One of the advantages of living is that, as some of those around you pass on, you get to tell funny stories about them – stories they wouldn’t necessarily have wanted told when still alive, vain, and touchy.

The down side is that telling such stories rebounds on the storyteller. For instance, when, a couple of months ago, an acquaintance with whom I had once stayed in London, Alexander Mineev, went to Russia and got 27 bullets pumped into him at a street crossing, instead of saying “How horrible” or “God rest his soul,” I said, “Thank goodness I remembered to retrieve that pair of Ferragamo shoes my wife had left at his apartment.” Now, what kind of monster am I?

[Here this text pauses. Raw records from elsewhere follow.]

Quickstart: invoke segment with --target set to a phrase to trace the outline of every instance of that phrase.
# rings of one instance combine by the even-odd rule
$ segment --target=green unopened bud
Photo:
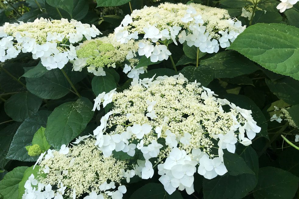
[[[38,145],[33,145],[28,149],[28,155],[30,156],[39,155],[41,153],[41,149]]]

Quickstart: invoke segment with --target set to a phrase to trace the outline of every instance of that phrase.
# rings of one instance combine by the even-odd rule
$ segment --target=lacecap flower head
[[[38,175],[29,178],[22,198],[121,199],[127,162],[104,156],[90,136],[80,137],[72,148],[63,145],[42,153],[34,166],[39,165]]]
[[[167,46],[172,42],[186,42],[203,52],[215,53],[219,45],[229,46],[245,28],[224,9],[194,3],[166,3],[145,6],[126,16],[115,30],[115,39],[123,44],[142,36],[151,42],[140,42],[138,53],[156,62],[171,55]]]
[[[41,17],[33,22],[6,23],[0,27],[0,61],[16,58],[21,51],[29,52],[34,59],[40,58],[48,70],[61,69],[77,58],[73,44],[100,34],[94,25],[74,19]]]
[[[190,194],[197,171],[208,179],[224,174],[223,149],[233,153],[237,142],[251,144],[261,128],[251,111],[217,98],[181,74],[154,77],[134,79],[128,89],[95,100],[94,110],[113,103],[94,131],[95,144],[105,157],[141,153],[135,175],[151,178],[157,166],[169,194],[178,188]]]

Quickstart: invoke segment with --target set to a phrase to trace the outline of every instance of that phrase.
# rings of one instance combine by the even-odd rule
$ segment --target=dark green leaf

Some ten years ago, when I was living in London, a sweet Russian girl of 18, whom I shall call Anya, had moved into a house down the road and struck up a friendship with me. A model, of course. I hasten to add that the friendship was wholly platonic, for a number of reasons of which I shall cite but two: I was then in the throes of a doomed love affair, while Anya was being kept by an elderly tycoon of some considerable notoriety.

Part of the notoriety had to do with his taste in women, regarded as criminally actionable in many of the civilized world’s jurisdictions, and Anya was living proof that the rumors were true, because when the tycoon had brought her to England, she had not yet reached the age of consent. After a few years, when his concubine had turned 18, he reflected that she was now too old for a personage as historically imposing as himself. Accordingly, some months into our friendship, poor Anya was told to pack her bags and return to Russia.

The girl had no savings, no connections, no friends. She had been living in London as though it were her master’s private fiefdom, with modeling assignments, to which she was taken by his driver, as the sole respite from her main occupation – waiting. And so, one evening, she knocked on my door, imploring me, a jobbing journalist, to concoct an article about her desperate plight which, given her seducer’s social position, could be sold to a tabloid newspaper. With the money from the article, at least she would be able to make a fresh start back home.

This was wicked stuff, but I said I would try. Next morning I sat in the Mayfair office of Britain’s leading publicist, a man by the name of Max Clifford, stirring cane sugar into a cup of watery coffee brought round by a stern receptionist. Two men eventually materialized, introduced themselves as assistants to Mr. Clifford, and escorted me to a splendiferous conference room, where, in the broadest possible terms, I discussed Anya’s story with them. They said they would need to confer with the boss, and that I would be hearing from him in due course.

The call never came. Anya went back to Russia. The tycoon has now passed on. And, just a few days ago, I opened a newspaper to see the headline, MAX CLIFFORD SENTENCED TO EIGHT YEARS. “Publicist found guilty,” ran the lead, “of eight charges of indecent assault against women and girls as young as 15 between 1977 and 1985.”